Closed Data… Excuses, Excuses

If you are a fan of data sharing, open data, open science, and generally openness in research, you’ve heard them all: excuses for keeping data out of the public domain. If you are NOT a fan of openness, you should be. For both groups (the fans and the haters), I’ve decided to construct a “Frankenstein monster” blog post composed of other peoples’ suggestions for how to deal with the excuses.

Yes, I know. Frankenstein was the doctor, not the monster. From Flickr by Chop Shop Garage.

Yes, I know. Frankenstein was the doctor, not the monster. From Flickr by Chop Shop Garage.

I have drawn some comebacks from Christopher Gutteridge, University of Southampton, and Alexander Dutton, University of Oxford. They created an open google doc of excuses for closing off data and appropriate responses, and generously provided access to the document under a CC-BY license. I also reference the UK Data Archive‘s list of barriers and solutions to data sharing, available via the Digital Curation Centre‘s PDF, “Research Data Management for Librarians” (pages 14-15).

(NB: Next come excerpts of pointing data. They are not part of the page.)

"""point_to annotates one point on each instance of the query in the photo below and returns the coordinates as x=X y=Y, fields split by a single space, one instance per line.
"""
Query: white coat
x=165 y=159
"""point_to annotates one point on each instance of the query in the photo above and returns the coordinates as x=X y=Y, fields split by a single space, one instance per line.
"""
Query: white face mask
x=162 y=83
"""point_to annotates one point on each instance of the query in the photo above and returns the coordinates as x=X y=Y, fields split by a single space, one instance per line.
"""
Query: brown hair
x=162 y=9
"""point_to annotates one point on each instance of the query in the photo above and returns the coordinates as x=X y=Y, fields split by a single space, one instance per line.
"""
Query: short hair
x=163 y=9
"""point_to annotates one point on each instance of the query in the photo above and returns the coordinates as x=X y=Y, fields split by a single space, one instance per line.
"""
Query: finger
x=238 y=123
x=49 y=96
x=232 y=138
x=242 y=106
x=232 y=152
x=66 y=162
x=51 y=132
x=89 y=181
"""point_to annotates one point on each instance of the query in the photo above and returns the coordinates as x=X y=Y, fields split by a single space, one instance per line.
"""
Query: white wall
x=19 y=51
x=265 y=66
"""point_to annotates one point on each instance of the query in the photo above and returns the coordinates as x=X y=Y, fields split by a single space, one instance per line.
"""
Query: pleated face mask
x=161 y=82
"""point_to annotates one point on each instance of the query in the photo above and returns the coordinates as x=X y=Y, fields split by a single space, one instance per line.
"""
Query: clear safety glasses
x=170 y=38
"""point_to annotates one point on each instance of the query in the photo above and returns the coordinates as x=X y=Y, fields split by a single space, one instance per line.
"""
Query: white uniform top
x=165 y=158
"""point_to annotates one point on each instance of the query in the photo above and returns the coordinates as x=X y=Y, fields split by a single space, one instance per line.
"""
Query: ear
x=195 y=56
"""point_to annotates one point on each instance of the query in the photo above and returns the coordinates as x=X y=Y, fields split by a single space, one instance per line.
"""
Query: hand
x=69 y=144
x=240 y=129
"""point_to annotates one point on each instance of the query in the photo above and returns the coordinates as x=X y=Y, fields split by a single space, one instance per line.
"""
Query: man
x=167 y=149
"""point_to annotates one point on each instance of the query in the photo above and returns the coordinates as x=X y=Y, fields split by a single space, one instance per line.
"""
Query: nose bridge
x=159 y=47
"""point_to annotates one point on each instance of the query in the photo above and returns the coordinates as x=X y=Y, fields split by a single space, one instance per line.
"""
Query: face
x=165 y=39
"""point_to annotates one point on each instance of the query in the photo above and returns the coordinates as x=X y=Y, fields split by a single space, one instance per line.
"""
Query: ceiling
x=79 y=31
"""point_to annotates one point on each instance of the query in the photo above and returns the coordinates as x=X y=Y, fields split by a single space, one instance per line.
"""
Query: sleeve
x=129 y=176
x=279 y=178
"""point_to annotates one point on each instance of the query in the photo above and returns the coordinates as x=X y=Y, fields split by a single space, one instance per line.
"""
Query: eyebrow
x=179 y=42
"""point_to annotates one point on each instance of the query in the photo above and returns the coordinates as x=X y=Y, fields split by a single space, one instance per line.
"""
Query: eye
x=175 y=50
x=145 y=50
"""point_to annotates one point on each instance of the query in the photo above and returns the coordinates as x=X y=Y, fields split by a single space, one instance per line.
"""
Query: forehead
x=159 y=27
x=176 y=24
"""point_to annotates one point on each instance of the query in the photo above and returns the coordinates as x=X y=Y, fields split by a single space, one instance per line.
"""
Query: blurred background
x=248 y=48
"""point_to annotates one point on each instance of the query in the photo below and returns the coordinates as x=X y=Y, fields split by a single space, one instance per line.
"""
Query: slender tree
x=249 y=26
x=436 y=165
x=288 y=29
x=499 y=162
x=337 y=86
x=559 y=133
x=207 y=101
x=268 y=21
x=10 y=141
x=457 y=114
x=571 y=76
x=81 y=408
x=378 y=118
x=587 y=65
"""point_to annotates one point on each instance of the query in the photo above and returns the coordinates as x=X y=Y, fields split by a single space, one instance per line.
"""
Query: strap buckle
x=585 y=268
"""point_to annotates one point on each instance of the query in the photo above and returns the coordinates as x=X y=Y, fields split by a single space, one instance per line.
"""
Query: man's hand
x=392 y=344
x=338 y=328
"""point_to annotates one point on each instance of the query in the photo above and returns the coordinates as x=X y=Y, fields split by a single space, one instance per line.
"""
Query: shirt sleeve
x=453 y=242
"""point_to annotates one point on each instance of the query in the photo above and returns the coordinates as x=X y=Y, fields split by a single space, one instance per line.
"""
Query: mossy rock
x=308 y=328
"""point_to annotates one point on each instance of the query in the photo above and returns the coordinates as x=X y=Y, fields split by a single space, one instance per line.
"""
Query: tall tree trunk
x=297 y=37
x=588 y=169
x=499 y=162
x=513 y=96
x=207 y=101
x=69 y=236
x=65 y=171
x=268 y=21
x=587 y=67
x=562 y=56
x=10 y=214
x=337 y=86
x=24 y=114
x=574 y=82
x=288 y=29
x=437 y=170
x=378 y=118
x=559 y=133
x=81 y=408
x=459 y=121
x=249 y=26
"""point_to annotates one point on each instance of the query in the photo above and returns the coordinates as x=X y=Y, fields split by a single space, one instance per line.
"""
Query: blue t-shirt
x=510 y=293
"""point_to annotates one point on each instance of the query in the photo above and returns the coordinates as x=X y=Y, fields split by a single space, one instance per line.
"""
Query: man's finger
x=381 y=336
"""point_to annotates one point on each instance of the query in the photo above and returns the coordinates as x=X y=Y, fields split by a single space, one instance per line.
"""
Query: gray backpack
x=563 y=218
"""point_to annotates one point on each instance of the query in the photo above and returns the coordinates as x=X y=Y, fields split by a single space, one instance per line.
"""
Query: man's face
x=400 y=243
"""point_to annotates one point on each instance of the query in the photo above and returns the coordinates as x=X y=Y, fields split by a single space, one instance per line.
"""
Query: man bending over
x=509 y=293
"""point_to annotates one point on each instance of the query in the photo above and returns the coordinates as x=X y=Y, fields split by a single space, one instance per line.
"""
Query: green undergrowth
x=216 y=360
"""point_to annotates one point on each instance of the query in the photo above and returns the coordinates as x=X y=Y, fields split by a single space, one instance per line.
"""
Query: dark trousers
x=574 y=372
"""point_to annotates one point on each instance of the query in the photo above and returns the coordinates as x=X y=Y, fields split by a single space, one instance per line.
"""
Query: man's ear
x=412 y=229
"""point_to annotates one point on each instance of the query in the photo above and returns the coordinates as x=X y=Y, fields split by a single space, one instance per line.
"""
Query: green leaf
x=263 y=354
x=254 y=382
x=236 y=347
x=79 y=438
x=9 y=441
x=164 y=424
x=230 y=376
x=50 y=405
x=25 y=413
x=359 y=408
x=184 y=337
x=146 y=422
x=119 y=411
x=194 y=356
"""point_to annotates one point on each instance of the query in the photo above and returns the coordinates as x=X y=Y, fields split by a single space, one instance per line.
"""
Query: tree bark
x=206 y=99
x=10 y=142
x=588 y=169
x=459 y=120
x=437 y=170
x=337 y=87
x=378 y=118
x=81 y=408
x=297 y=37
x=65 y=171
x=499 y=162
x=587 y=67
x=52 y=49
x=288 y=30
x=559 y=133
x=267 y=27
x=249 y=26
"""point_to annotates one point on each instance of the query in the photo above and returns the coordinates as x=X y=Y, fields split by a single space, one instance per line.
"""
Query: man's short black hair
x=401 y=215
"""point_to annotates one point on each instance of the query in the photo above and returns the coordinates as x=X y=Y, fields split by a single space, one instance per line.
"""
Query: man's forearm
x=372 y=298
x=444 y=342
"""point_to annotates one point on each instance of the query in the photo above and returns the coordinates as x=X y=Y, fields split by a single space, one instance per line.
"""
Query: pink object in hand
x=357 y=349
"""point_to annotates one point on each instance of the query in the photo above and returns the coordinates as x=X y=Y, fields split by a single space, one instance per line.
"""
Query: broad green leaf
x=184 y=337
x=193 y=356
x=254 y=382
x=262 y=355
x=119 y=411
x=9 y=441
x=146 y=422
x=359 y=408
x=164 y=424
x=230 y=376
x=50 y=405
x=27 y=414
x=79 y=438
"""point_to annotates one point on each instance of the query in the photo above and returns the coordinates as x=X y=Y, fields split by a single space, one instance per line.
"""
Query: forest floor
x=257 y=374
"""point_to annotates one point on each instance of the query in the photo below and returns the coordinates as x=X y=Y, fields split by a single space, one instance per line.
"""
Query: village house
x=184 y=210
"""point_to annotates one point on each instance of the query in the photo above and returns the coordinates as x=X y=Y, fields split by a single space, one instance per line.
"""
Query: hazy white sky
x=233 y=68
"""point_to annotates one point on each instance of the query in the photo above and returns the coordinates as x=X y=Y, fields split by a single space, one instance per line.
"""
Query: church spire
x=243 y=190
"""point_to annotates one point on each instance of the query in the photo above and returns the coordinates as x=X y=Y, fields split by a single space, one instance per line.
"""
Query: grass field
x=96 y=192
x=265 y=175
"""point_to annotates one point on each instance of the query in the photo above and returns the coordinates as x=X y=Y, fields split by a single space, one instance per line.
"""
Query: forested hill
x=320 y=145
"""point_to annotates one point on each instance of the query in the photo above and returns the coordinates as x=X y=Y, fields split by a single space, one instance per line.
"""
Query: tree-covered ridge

People will contact me to ask about stuff

Christopher and Alex (C&A) say: “This is usually an objection of people who feel overworked and that [data sharing] isn’t part of their job…” I would add to this that science is all about learning from each other – if a researcher is opposed to the idea of discussing their datasets, collaborating with others, and generally being a good science citizen, then they should be outed by their community as a poor participant.

People will misinterpret the data

C&A suggest this: “Document how it should be interpreted. Be prepared to help and correct such people; those that misinterpret it by accident will be grateful for the help.” From the UK Data Archive: “Producing good documentation and providing contextual information for your research project should enable other researchers to correctly use and understand your data.”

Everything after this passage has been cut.